No notable UDFAs for Seattle, that year, which has almost come to be regarded as unusual, by now. The unusually deep talent pool certainly benefited from the then-record 53 underclassmen, likely prompted by the looming rookie wage scale. The number of Pro Bowl selected players in the first two rounds, 21, making for 1 out of every 3 players drafted getting lei'd going to Hawaii, Miami and/or Glendale, Arizona.

2014 doubled that underclassmen count. 2011 As the number of non-seniors has risen, the rate at which they're getting drafted has dropped. As one might expect. As the talent pool has been expanded by this trend, each year, there may have been a corresponding drop in draft success rate, as a league, collectively. We may need to wait a few more years to see if the success or lack thereof is detectable statistically. Conceivably, there could have been instead a higher success rate, as teams had more clear, good choices on the board to make.

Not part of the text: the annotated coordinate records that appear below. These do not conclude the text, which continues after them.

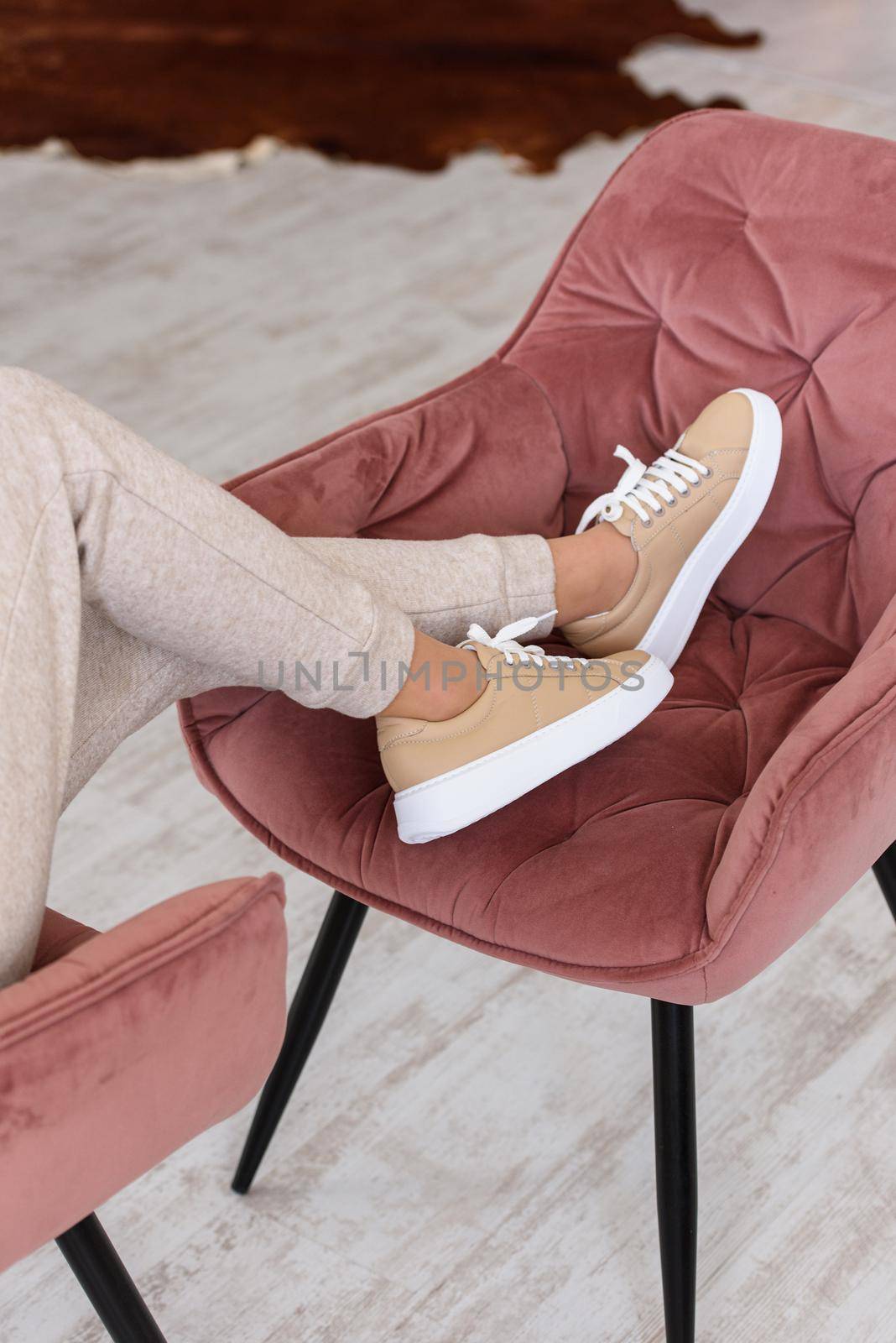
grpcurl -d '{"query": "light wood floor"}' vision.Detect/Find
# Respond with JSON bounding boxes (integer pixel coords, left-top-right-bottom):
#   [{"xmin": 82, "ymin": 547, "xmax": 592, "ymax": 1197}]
[{"xmin": 0, "ymin": 0, "xmax": 896, "ymax": 1343}]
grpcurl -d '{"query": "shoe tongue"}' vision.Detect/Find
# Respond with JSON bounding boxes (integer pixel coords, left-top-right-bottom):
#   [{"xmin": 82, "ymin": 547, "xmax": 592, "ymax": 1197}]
[
  {"xmin": 601, "ymin": 504, "xmax": 636, "ymax": 537},
  {"xmin": 464, "ymin": 640, "xmax": 504, "ymax": 670}
]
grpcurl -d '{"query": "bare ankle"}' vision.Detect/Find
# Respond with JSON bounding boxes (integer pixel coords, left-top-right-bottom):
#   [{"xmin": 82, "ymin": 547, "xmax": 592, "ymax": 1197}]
[
  {"xmin": 383, "ymin": 630, "xmax": 484, "ymax": 723},
  {"xmin": 547, "ymin": 522, "xmax": 637, "ymax": 624}
]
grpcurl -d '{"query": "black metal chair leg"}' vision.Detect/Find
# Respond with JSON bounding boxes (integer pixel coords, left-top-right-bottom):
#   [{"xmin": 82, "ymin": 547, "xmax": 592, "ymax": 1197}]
[
  {"xmin": 650, "ymin": 998, "xmax": 697, "ymax": 1343},
  {"xmin": 873, "ymin": 844, "xmax": 896, "ymax": 918},
  {"xmin": 56, "ymin": 1213, "xmax": 165, "ymax": 1343},
  {"xmin": 232, "ymin": 891, "xmax": 367, "ymax": 1194}
]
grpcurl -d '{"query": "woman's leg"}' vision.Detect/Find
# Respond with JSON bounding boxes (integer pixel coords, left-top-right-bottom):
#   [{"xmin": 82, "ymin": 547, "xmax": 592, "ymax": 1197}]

Fewer underclassmen makes for a smaller talent pool, on a single-year basis. Fewer underclassmen makes for more developed talent, more falsified fringe players with "no potential." Or, seemingly, a more competitive environment, with the same 32 teams competing over the scarcer resources, with each pick potentially being valued more by virtue of a potentially higher likelihood of success.

On the other hand, Sophomore and Junior tape may be disregarded a bit more. Which means disappointing senior seasons, due to extrinsic reasons, may be overlooked, and the later rounds and UDFA pool may be bolstered further. Football causes injury, shortens careers, and the increased number of senior years takes away from the number of NFL years, collectively.

Seems like a situation where the early round hits aren't likely to be bigger, by average, than in years past, but possibly slightly easier to avoid a bust. But conversely, the ability to find a player that fits your team, in the later rounds, may not be slightly easier, but may have potential for bigger hits.

I doubt that teams will actively disregard sophomore and junior tape; I expect that if that happens, it's subconscious. But teams that perform a fuller level of due diligence on non-seniors, and who have constructed the ability to find late round success, may find themselves hitting bigger home runs while hitting at approximately the same rate.

Of course all of that is speculation. What we know right now is the NFL determined to reduce the number of underclassmen declaring for the draft, we know the incentives and benefits they and the NCAA have at stake, and we know they've taken steps to reduce that number.